As part of my holiday reading, I have been tackling a book by the Chief Scout, Bear Grylls, called “A survival guide for life”. A significant theme in the book, with plenty of autobiographical insight, is around the topic of ‘failure’. He quotes from Winston Churchill frequently (‘Never, never, never give up’) and stresses the importance of learning from our difficulties and setbacks. As a former SAS reservist who broke his back in a freefall accident in Zambia (and came within a whisker of being paralysed for life), Bear Grylls knows what it means to overcome disappointment and hardship. He also knows what it means to face difficulties himself rather than look for someone else to intervene and protect you at all times from any sense of failure. That’s not to say he doesn’t feel it’s not important for us to help others but simply that we do well to face our fears, to embrace risk and to grow through adversity.

Bear Grylls

Bear Grylls on the set of Discovery Bear Grylls: Breaking Point – Mexico

A recent ‘Times’ newspaper has an article featuring Julie Lythcott-Haims, author of “How to Raise an Adult”, which addresses ways parents can give young adults life skills. She calls for a reduction in well-meaning over-involvement. She urges parents to teach youngsters critical thinking; encourage them to find a mentor that is not their parent; and refrain from giving them money.

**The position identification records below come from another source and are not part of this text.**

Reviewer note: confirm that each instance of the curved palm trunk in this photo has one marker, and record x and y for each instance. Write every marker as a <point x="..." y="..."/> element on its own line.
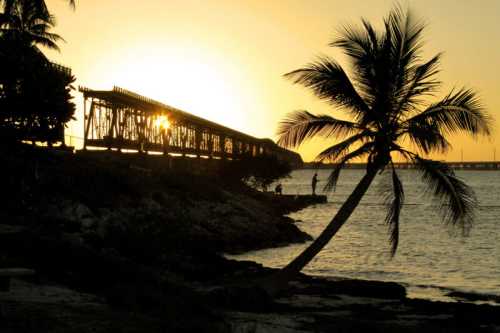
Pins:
<point x="279" y="281"/>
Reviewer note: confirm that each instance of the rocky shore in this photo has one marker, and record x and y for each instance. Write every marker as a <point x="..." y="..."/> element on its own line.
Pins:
<point x="124" y="247"/>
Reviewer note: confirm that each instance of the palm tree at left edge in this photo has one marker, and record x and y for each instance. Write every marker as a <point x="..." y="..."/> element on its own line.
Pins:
<point x="385" y="104"/>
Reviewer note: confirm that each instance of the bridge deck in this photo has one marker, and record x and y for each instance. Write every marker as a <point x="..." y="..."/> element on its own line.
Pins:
<point x="120" y="119"/>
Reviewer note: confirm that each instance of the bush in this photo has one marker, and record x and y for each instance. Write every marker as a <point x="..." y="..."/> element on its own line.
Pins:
<point x="35" y="95"/>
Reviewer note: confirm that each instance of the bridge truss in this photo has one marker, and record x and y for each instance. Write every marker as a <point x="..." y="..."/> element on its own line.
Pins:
<point x="120" y="119"/>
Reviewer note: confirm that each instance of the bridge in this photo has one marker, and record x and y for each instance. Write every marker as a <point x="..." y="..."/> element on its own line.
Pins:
<point x="119" y="119"/>
<point x="470" y="165"/>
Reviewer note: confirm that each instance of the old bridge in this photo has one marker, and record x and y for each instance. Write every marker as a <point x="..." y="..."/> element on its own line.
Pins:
<point x="120" y="119"/>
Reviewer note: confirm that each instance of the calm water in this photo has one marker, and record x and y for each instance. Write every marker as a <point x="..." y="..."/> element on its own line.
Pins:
<point x="432" y="258"/>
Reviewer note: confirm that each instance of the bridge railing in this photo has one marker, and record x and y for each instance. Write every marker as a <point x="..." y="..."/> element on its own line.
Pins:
<point x="121" y="119"/>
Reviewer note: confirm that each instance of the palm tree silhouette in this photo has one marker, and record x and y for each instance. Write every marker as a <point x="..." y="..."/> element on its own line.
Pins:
<point x="385" y="101"/>
<point x="27" y="23"/>
<point x="40" y="4"/>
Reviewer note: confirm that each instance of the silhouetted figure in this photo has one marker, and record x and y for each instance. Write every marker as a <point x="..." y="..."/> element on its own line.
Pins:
<point x="278" y="189"/>
<point x="314" y="181"/>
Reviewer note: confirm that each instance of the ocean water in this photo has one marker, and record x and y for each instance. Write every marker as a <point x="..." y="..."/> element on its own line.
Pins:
<point x="432" y="258"/>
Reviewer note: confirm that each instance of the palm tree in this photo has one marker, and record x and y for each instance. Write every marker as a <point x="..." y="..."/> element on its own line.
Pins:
<point x="385" y="101"/>
<point x="40" y="4"/>
<point x="28" y="24"/>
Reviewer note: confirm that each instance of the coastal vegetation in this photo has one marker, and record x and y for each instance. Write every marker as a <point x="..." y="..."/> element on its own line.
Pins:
<point x="385" y="100"/>
<point x="35" y="94"/>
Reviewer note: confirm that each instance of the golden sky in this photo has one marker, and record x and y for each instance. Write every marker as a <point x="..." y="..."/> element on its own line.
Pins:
<point x="224" y="60"/>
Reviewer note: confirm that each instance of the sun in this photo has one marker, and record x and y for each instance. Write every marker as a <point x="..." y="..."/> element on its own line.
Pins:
<point x="192" y="82"/>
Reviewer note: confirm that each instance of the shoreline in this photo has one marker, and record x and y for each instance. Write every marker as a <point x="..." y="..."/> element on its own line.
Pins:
<point x="120" y="250"/>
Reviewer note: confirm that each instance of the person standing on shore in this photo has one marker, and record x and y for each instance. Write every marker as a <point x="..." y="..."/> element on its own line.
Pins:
<point x="314" y="181"/>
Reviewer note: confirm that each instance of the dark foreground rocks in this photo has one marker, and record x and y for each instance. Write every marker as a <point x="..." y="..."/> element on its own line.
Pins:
<point x="124" y="248"/>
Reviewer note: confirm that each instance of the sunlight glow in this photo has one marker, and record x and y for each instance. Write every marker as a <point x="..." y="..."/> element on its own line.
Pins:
<point x="201" y="85"/>
<point x="162" y="122"/>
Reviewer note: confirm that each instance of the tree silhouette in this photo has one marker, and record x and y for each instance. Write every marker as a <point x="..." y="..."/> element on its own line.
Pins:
<point x="385" y="100"/>
<point x="28" y="23"/>
<point x="35" y="99"/>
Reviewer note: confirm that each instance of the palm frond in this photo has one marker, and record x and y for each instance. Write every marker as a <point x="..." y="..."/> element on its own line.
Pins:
<point x="302" y="125"/>
<point x="457" y="200"/>
<point x="362" y="47"/>
<point x="426" y="137"/>
<point x="420" y="82"/>
<point x="333" y="178"/>
<point x="457" y="112"/>
<point x="394" y="199"/>
<point x="329" y="82"/>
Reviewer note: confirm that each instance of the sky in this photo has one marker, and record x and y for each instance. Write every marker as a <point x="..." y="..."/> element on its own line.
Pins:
<point x="224" y="60"/>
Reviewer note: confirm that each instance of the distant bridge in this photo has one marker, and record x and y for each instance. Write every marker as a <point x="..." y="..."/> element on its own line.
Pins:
<point x="120" y="119"/>
<point x="474" y="165"/>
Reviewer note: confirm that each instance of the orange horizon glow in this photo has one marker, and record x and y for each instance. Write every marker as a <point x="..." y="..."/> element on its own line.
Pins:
<point x="224" y="60"/>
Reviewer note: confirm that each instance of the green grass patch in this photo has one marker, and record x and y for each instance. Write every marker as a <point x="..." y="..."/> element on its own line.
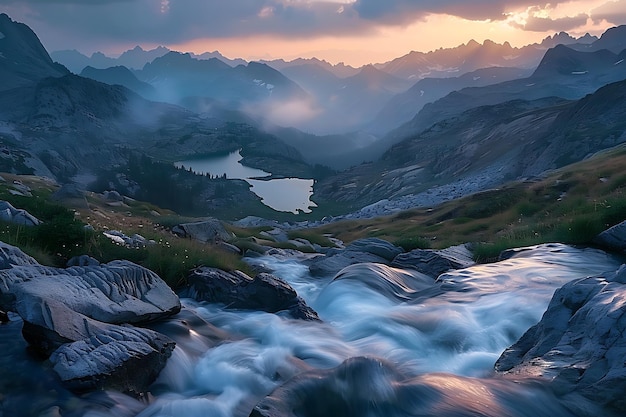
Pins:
<point x="410" y="243"/>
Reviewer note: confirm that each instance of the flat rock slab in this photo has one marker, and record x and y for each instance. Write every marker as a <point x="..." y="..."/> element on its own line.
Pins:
<point x="118" y="357"/>
<point x="580" y="343"/>
<point x="435" y="262"/>
<point x="117" y="292"/>
<point x="264" y="292"/>
<point x="613" y="238"/>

https://c2.staticflickr.com/6/5771/22695336375_e0f3bb9a65_b.jpg

Julie Lythcott-Haims on TED Talks

As a parent of three children myself, and a schoolmaster of thirty-six years’ experience, I know how difficult it can be not to step in and ‘take the hit’ for those we love or care for deeply. Clearly there is a balance to be achieved and a sensible approach where risk becomes irresponsibly dangerous and freedom slips into recklessness but I do understand what Bear Grylls and Julie Lythcott-Haims view as ‘well-meaning over involvement’. I have seen it in the way a few parents just won’t let go and trust those who are caring, sensible, professionals with years of experience in taking school trips (for example) and do know how to deal with the inevitable upsets over sleeping arrangements or in how to arrange groups for activities! There is pain involved and upset and whilst no-one wishes this to be so, there is much to be learnt from coming through such disappointments, even aggravations, and (with the right mind set) then to emerge more strongly and resilient.

I make mistakes all the time but seek to embrace these as best I can so that they are indeed ‘lessons in life’ rather than to be regarded as ‘the slings and arrows of outrageous fortune’ which can cause resentment, undue criticism and may even stunt growth and maturity.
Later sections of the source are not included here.